John Wayne and John Ford collaborated on some of the Hollywood Golden Age’s best-loved Westerns from She Wore a Yellow Ribbon to The Man Who Shot Liberty Valance.
Perhaps their most famous was 1956’s The Searchers which saw Duke play a Civil War veteran spending years searching for his abducted niece, played by Natalie Wood.
Still a student in high school at the time, Wayne and co-star Jeffrey Hunter had to pick her up and take her to set on a number of occasions.
The Searchers was shot in Ford’s favoured Monument Valley, part of the Navajo territory on the Arizona/Utah state line, temperatures during filming could reach heights of 49°C (120°F).
The director was brilliant and eccentric, chewing through the corners of a dozen handkerchiefs while smoking a pipe each day. He also discouraged chatting and bad language in front of women and insisted on an Earl Grey tea break each afternoon.
Maureen O’Hara, who worked on five movies with him said in 2004: “He was a genius. He was the finest director any of us ever worked with, and we were proud to work with him and work for him. We realised that he was bad-tempered and awful but we accepted it and forgave him… He was abusive if it suited him and what he was after. I used to watch him and think, ‘Oh, he’s after something.’”

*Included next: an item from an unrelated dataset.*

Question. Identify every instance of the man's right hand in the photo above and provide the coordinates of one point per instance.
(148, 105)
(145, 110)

With such a reputation for anger, Reverend Captain Clayton star Ward Bond found himself in a situati on on The Searchers set one day in which he barely managed to escape the filmmaker’s wrath.
One day the actor, who would walk around naked in his motel room after filming with the curtains open in a futile attempt of attracting co-star Vera Miles, realised he needed a shave and what happened next was certainly a close one.
During the filming of Ethan’s speech in which he recounted discovering and burying Lucy, Wayne nailed his first take much to Ford’s delight. However, for some strange reason, the camera had stopped which saw the director “supremely irritated”. He asked the cameraman what was wrong, only for the power to return and filming to resume.
What had happened was that Bond had pulled the plug so he could charge his electric razor. The crew knew the truth of the matter but decided not to tell Ford out of fear that the director would thump him.
Nevertheless, the director did indeed find out, long after the actor’s death of a massive heart attack in 1960. Years after The Searchers premiered, the film’s cinematographer Winton C Hoch told Ford at a Hollywood event how the late actor was responsible for losing Wayne’s perfect take.
Upon hearing this “Ford’s face turned white. He was uncharacteristically speechless because he didn’t have his favourite horse’s ass to kick around anymore.”